The identity of the infant that we will encounter next week in the manger is really the mystery of God presented to us in its fullness. Jesus is Immanuel—God with us. A fully realized human person, yet also fully God. That’s really the point of the Virgin Birth—that Jesus had a rather normal birth just like each one of us, but the circumstances of his conception and birth were “overshadowed” by the Holy Spirit. The birth of Jesus was unique because it was the very being of God revealed in human flesh. Jesus is, as the late English Bishop John A. T. Robinson said, the “human face of God.”  

This is the one whose birth we will soon celebrate, and it’s rather easy to lose sight of the profound significance of Jesus’ identity amid the songs and imagery of the helpless baby in the manger, amid the bustle of consumerism that distracts us from the ultimate Gift that we celebrate—God with us. That’s one reason why our Gospel this morning is intended to stop us in our tracks, to remind us that the coming of the Messiah, which we earnestly await, is a holy occasion, a unique moment, a celebration of the mystery of God in human flesh. It is the union of heaven and earth.  

The celebration of the mystery of God can itself be a challenge. Did God really assume human flesh? Was Jesus really human? Or was he dropped into our world, disguised as human but in reality not fully human like you and me? A kind of Superman figure of extraterrestrial origin, able to work wonders and miracles, even rise from the dead because … well, maybe he wasn’t really human after all. What I’m asking here is not ridiculous in the least. In fact, in the 4th-century church, there were those led by a man named Apollinaris who denied that Jesus was actually human. The Apollinarians were convinced that Jesus only appeared to be human. He was God in the outer shell of what looked like human flesh. And consequently, Jesus only appeared to have human limitations, only appeared to suffer, only appeared to die. Why does any of this matter, you may be asking? Because if Jesus wasn’t fully human, just like you and me, then our God has not come to us in the depths of our humanity. Jesus’ full humanity shows us that God is not divorced from creation but is active in it, indeed part of its very fabric. So as we prepare to celebrate Emmanuel—God with us—remember that the infant lying in the manger is a human baby like all others: dependent on his parents for food, for care, for survival. The birth of Jesus reveals God’s ultimate vulnerability, not just to come to us in human flesh, but to come as a helpless infant whose parents could find no overnight shelter except in a barn where animals were kept.     

But let’s also remember that the fully human Jesus is also fully God.

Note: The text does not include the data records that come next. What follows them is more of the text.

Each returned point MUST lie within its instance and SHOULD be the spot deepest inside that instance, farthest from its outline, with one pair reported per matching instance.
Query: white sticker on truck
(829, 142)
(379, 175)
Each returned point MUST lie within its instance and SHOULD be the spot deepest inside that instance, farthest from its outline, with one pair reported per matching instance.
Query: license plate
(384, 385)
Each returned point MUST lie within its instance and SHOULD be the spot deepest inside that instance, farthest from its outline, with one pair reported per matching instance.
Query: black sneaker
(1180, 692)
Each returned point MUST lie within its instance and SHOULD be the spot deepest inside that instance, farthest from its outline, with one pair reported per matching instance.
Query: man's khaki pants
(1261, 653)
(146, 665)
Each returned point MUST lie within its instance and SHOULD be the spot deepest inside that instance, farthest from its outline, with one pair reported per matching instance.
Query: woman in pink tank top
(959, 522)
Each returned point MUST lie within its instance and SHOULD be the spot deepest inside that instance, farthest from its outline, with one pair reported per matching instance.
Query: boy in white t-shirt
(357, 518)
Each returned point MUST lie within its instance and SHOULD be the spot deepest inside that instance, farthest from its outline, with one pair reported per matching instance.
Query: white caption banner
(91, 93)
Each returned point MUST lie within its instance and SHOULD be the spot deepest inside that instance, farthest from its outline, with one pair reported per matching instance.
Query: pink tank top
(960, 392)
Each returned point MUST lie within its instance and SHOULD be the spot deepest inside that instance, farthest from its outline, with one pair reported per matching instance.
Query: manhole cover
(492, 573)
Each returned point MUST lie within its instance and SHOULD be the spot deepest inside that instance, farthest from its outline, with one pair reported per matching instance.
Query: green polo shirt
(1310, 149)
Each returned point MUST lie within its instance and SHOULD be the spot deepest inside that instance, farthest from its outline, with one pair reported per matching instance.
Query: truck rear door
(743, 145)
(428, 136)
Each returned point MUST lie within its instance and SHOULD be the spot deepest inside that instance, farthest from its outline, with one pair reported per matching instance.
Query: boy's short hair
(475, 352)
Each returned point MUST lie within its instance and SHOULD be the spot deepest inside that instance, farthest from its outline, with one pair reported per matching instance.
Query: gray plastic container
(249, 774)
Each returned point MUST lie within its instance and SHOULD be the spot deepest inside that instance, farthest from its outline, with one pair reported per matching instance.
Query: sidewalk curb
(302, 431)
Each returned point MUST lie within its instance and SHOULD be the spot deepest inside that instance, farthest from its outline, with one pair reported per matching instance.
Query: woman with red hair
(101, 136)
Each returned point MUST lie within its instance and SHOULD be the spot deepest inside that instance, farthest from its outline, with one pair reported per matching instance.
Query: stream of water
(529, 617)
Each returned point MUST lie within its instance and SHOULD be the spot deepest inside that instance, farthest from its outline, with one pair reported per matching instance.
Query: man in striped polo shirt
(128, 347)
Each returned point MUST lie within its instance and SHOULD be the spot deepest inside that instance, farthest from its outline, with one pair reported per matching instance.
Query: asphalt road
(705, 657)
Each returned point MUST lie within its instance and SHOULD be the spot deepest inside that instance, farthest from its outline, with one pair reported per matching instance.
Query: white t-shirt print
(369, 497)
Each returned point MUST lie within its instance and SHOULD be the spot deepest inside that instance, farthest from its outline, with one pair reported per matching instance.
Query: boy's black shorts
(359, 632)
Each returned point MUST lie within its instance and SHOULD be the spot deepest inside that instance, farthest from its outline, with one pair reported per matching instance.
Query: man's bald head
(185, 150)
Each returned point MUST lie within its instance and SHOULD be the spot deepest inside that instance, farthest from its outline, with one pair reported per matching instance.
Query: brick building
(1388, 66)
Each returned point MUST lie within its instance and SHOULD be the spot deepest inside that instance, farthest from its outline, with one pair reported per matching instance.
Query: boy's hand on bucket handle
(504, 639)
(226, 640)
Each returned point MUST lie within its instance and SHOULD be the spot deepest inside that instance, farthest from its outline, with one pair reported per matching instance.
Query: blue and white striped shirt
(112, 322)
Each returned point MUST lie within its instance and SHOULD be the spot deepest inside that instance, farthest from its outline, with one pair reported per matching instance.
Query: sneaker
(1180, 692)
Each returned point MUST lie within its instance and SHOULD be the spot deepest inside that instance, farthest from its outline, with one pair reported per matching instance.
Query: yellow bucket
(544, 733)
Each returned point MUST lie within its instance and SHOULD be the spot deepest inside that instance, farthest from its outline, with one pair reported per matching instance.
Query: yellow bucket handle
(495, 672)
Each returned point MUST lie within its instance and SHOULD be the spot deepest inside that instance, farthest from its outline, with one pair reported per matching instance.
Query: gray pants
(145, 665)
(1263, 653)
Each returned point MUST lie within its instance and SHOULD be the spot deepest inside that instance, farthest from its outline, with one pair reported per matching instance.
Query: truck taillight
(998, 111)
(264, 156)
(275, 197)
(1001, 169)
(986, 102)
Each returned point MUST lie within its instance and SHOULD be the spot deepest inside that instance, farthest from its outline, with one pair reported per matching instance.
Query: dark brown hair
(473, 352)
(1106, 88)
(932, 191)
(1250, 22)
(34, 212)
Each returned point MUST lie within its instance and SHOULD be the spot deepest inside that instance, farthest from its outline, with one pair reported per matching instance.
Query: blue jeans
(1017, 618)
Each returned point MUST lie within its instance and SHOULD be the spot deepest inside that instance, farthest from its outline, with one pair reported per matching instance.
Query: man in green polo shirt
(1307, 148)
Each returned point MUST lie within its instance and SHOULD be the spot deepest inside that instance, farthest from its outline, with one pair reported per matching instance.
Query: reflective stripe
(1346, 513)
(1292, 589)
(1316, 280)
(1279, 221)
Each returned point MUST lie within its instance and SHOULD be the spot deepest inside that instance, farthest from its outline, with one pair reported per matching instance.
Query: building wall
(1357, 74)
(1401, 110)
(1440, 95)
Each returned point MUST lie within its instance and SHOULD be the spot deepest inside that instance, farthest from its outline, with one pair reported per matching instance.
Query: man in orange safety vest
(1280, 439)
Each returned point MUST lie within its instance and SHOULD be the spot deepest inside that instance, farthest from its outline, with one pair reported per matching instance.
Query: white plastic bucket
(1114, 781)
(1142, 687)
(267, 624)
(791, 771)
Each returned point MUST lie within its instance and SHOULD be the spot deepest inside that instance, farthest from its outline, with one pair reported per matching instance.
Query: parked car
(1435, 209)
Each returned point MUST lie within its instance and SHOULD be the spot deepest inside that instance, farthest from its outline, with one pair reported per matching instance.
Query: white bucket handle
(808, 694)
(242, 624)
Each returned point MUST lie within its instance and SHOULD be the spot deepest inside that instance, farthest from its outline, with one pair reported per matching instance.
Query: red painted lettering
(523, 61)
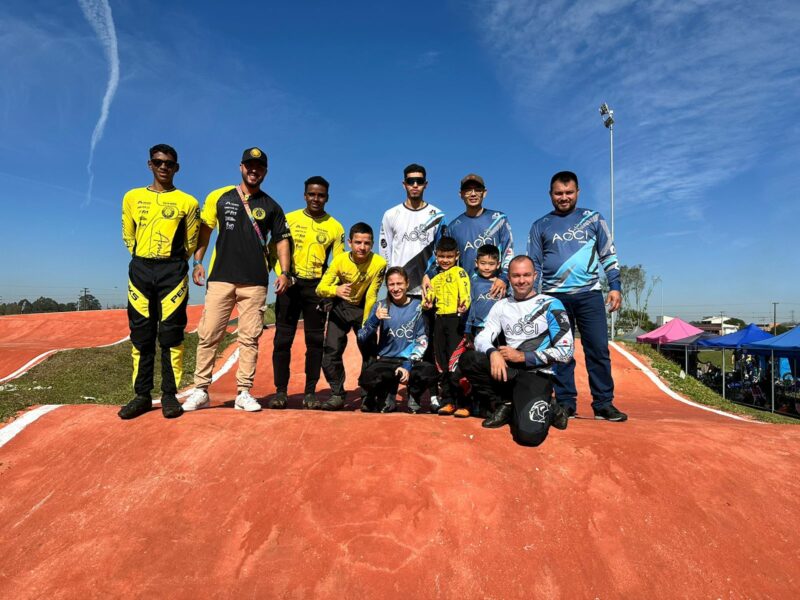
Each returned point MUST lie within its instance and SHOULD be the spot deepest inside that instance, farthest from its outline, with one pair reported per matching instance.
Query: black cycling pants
(158, 293)
(300, 299)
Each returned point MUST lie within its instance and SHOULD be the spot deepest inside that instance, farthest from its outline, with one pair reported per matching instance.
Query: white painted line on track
(125, 339)
(8, 432)
(663, 387)
(222, 370)
(28, 366)
(35, 361)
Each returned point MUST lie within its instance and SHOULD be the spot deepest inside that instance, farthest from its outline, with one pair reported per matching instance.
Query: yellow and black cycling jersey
(314, 239)
(365, 279)
(160, 224)
(450, 289)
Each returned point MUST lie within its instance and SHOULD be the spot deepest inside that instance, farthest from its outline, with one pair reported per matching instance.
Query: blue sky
(705, 95)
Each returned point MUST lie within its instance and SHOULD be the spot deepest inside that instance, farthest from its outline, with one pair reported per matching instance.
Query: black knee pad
(530, 423)
(169, 337)
(284, 336)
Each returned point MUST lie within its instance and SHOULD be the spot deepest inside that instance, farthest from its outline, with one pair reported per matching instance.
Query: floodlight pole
(607, 114)
(660, 281)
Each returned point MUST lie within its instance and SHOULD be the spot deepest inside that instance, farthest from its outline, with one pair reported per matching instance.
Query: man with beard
(238, 274)
(316, 237)
(569, 246)
(515, 377)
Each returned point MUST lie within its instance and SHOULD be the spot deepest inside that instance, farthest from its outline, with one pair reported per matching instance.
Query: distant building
(718, 325)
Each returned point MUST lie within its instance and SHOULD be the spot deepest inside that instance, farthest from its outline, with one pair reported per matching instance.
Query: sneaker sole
(191, 408)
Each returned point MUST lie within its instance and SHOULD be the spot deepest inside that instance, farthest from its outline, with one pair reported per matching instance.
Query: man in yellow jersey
(159, 227)
(354, 279)
(238, 274)
(316, 236)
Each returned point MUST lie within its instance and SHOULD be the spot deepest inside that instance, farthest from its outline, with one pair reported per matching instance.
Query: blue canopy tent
(786, 345)
(688, 343)
(735, 341)
(749, 335)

This has been another challenge for many Christians, from the first century to the present. Does Jesus merely point us to God? Is he a great exemplar … or is he more than that? Can we say with confidence that he is God in his very flesh? If he is true to his name Immanuel—God with us—then our encounter with God happens in the ordinary. Not just in special places and events that we might mark out as holy, but in the everyday and mundane, in the life of a common Galilean carpenter, who as a newborn took his first nap in grungy feeding trough.  

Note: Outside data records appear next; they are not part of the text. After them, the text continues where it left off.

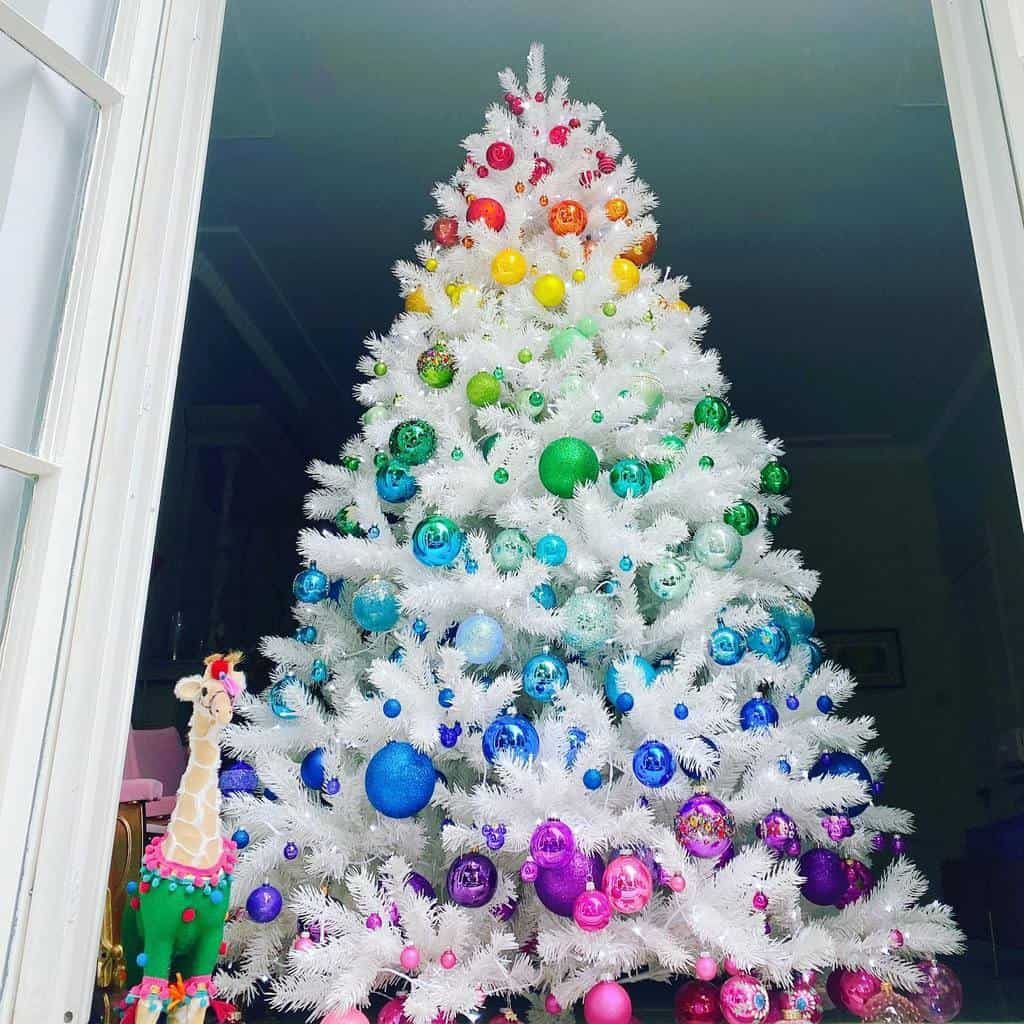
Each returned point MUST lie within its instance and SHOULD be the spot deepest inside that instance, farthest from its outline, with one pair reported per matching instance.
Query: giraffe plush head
(213, 693)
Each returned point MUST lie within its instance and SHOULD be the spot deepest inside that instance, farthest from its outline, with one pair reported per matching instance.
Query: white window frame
(76, 614)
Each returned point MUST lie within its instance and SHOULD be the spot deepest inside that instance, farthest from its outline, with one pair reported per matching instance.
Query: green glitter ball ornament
(414, 441)
(566, 462)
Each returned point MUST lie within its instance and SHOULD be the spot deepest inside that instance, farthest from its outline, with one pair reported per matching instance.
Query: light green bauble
(566, 462)
(669, 579)
(509, 549)
(483, 389)
(717, 546)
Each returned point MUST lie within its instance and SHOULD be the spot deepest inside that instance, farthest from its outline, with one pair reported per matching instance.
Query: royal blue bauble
(394, 482)
(479, 638)
(551, 549)
(837, 763)
(399, 779)
(544, 675)
(263, 904)
(375, 605)
(472, 880)
(758, 714)
(437, 541)
(653, 764)
(511, 734)
(310, 585)
(770, 641)
(727, 645)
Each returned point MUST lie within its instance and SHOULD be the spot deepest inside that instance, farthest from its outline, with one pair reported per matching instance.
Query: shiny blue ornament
(544, 675)
(479, 638)
(770, 641)
(551, 549)
(839, 763)
(653, 764)
(399, 780)
(375, 605)
(727, 645)
(758, 714)
(511, 734)
(313, 769)
(394, 482)
(310, 585)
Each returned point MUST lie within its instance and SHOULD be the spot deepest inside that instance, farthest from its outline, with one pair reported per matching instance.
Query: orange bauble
(567, 217)
(642, 251)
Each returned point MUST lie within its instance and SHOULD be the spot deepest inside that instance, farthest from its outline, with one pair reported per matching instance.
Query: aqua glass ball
(375, 605)
(669, 579)
(437, 541)
(480, 638)
(717, 546)
(543, 675)
(588, 622)
(551, 549)
(394, 482)
(630, 478)
(510, 549)
(414, 441)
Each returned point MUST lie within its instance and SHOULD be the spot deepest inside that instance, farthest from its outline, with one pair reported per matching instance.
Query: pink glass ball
(607, 1003)
(743, 999)
(628, 884)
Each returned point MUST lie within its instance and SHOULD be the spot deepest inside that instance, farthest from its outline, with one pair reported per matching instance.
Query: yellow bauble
(549, 289)
(625, 274)
(416, 302)
(508, 267)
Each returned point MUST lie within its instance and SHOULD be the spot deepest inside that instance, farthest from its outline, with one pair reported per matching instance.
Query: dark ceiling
(802, 152)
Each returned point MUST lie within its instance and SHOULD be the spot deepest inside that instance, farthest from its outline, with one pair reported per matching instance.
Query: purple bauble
(472, 880)
(552, 844)
(557, 888)
(705, 826)
(263, 903)
(824, 876)
(859, 881)
(779, 833)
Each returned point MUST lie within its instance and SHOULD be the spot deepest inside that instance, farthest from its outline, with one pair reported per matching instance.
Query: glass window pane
(15, 495)
(82, 27)
(46, 133)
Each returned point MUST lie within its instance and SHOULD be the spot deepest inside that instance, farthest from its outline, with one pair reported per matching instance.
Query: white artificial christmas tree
(554, 718)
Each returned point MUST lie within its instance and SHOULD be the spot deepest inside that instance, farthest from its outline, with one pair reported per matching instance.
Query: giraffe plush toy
(174, 919)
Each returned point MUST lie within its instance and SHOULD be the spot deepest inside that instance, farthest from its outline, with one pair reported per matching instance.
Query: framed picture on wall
(872, 655)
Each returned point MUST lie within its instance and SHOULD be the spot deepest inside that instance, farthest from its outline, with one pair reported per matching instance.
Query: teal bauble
(717, 546)
(630, 478)
(588, 622)
(414, 441)
(669, 579)
(375, 605)
(509, 549)
(437, 541)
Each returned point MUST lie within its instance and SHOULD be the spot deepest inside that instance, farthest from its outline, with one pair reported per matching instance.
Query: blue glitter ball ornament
(479, 638)
(758, 714)
(313, 768)
(511, 734)
(375, 605)
(544, 675)
(394, 482)
(551, 549)
(437, 541)
(769, 641)
(310, 585)
(630, 478)
(399, 779)
(653, 764)
(726, 645)
(838, 764)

As a matter of fact, we encounter God in the ordinary, each Sunday. In the Eucharist, for instance, we receive ordinary things like bread and wine—yet they’re much more than that. They help us to re-enact that last meal Jesus ate with his closest followers, when he told them that the bread was his body and the cup his lifeblood. So the Eucharist is like its own kind of Christmas, creaturely entities united with divine reality, preparing us for Christmas next week when we will celebrate not just the mystery of Christ’s body in a meal of ordinary things like bread and wine, but the ultimate mystery of the birth of God incarnate, human flesh joined to divine being.  

God here among us, light in the midst of us, bring us to light and life.  Amen.